The Gift of a Crisis

By Mary Hunt

September 18, 2019 5 min read

It was the worst day of my life. Not one of the worst days. Not a day where not one thing seems to go right. Worse than that. Worse than any day I'd ever experienced before that day. Worse than any day since. And I would say that, like most people, I've had some real doozies.

We were four months behind on our mortgage. All of the credit accounts were maxed to the hilt. We had bills on top of bills, collections up the wazoo. We had no money, and worse, no jobs. Not one between us. Nothing coming in. I hate to tell you how much credit card debt I'd run up and the size of our mortgage and automobile leases. It was really, really bad.

This was not a crisis that developed overnight. It started gradually, of course.

Not many people start out in financial trouble.
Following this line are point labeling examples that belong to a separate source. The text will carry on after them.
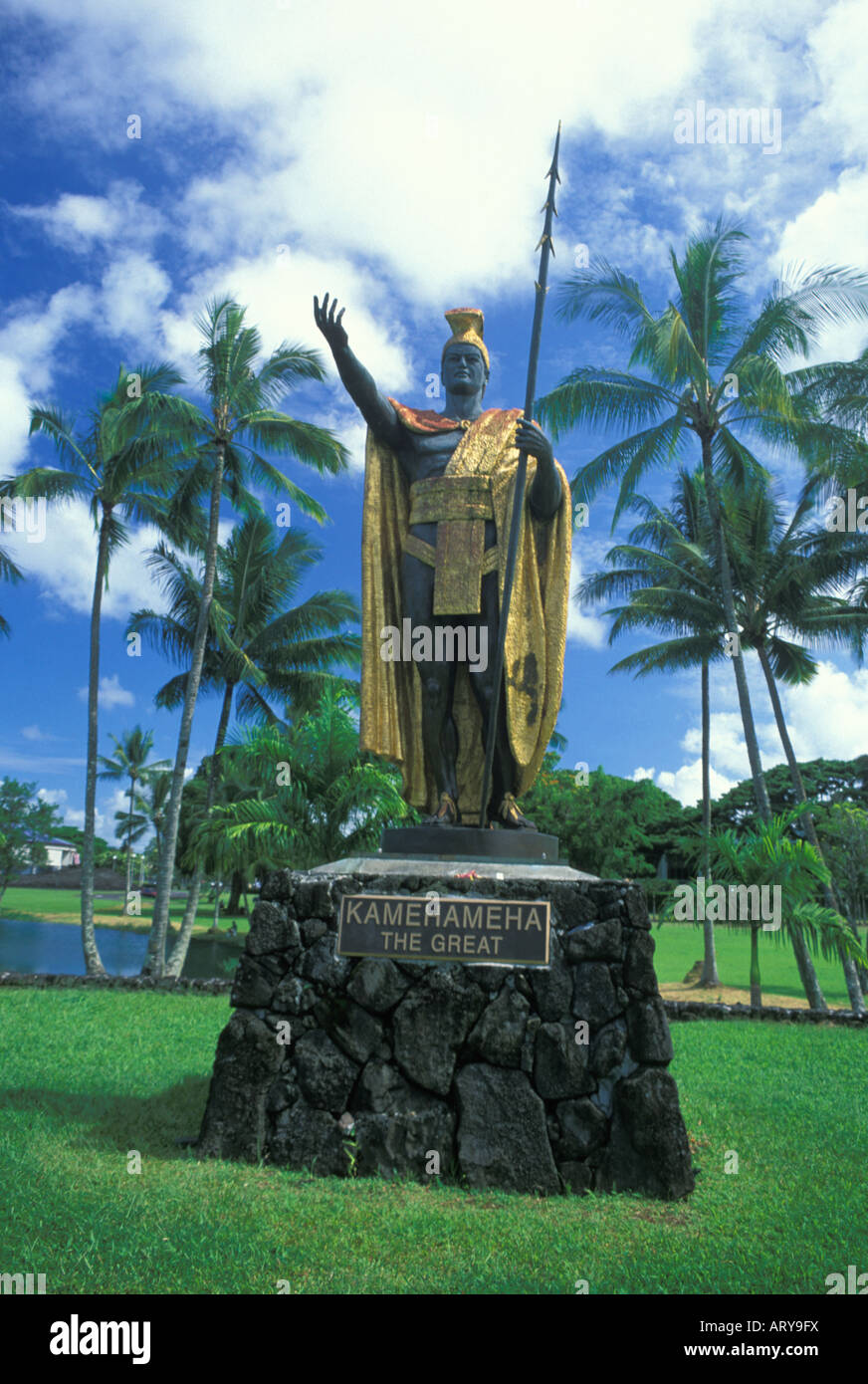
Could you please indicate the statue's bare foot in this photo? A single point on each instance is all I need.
(447, 812)
(511, 816)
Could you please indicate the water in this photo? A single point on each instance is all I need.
(36, 947)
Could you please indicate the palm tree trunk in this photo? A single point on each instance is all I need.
(179, 953)
(129, 851)
(757, 990)
(93, 962)
(155, 962)
(760, 792)
(709, 965)
(815, 1000)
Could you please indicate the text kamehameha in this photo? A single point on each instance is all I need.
(460, 927)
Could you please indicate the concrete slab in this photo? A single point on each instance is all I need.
(436, 866)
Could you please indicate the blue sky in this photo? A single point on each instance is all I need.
(393, 156)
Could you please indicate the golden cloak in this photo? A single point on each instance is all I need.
(536, 634)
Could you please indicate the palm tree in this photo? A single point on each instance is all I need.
(256, 646)
(241, 419)
(665, 572)
(712, 373)
(9, 572)
(783, 577)
(769, 855)
(131, 762)
(786, 575)
(124, 462)
(130, 827)
(154, 798)
(333, 801)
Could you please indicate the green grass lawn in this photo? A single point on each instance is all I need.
(89, 1075)
(677, 946)
(64, 905)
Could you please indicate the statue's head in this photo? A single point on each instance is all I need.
(464, 365)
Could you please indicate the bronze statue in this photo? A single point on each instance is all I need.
(436, 512)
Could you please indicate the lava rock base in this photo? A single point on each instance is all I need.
(523, 1078)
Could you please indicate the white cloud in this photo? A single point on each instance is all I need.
(686, 784)
(581, 625)
(75, 816)
(53, 795)
(64, 565)
(110, 694)
(133, 291)
(332, 110)
(81, 223)
(14, 762)
(832, 230)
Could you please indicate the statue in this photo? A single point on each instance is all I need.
(436, 511)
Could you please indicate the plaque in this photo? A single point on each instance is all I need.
(465, 929)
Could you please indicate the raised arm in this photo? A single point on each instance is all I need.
(372, 405)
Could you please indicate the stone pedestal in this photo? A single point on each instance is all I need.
(471, 1072)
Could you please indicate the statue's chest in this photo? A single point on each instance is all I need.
(428, 454)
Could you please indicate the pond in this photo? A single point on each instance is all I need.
(35, 947)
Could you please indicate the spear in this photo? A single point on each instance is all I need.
(518, 496)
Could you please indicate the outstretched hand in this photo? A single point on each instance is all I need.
(328, 324)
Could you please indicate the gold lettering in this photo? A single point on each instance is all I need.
(351, 905)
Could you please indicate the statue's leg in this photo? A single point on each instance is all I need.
(504, 774)
(438, 680)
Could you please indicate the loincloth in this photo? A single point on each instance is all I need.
(460, 507)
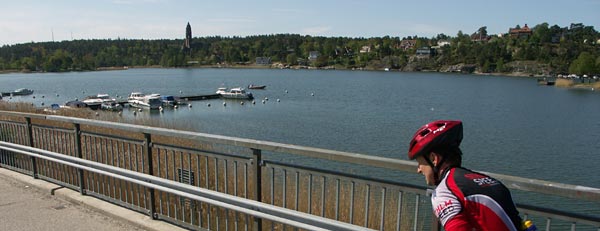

Neither did I. It happened quite innocently, really.

Over the years, one thing led to another, and the whole thing began to speed up. I always told myself everything would work out. Somehow it would. It had to.

But it didn't.

Instead, the proverbial perfect storm gathered despite all of my brilliant plans, schemes and dreams. I thought I had it all under control. But I didn't.

I couldn't stop it. It brought me down to a very deep and dark place. It changed my life.

My worst day happened more than 30 years ago, but it seems like only yesterday. That's how much it has not faded, how poignant it remains to this day.

Only recently did I come to terms with that time in my life. I've peeled away the shame, sorrow and guilt.

Do you know what I've found under all of that? Joy, peace and gratitude for the crisis.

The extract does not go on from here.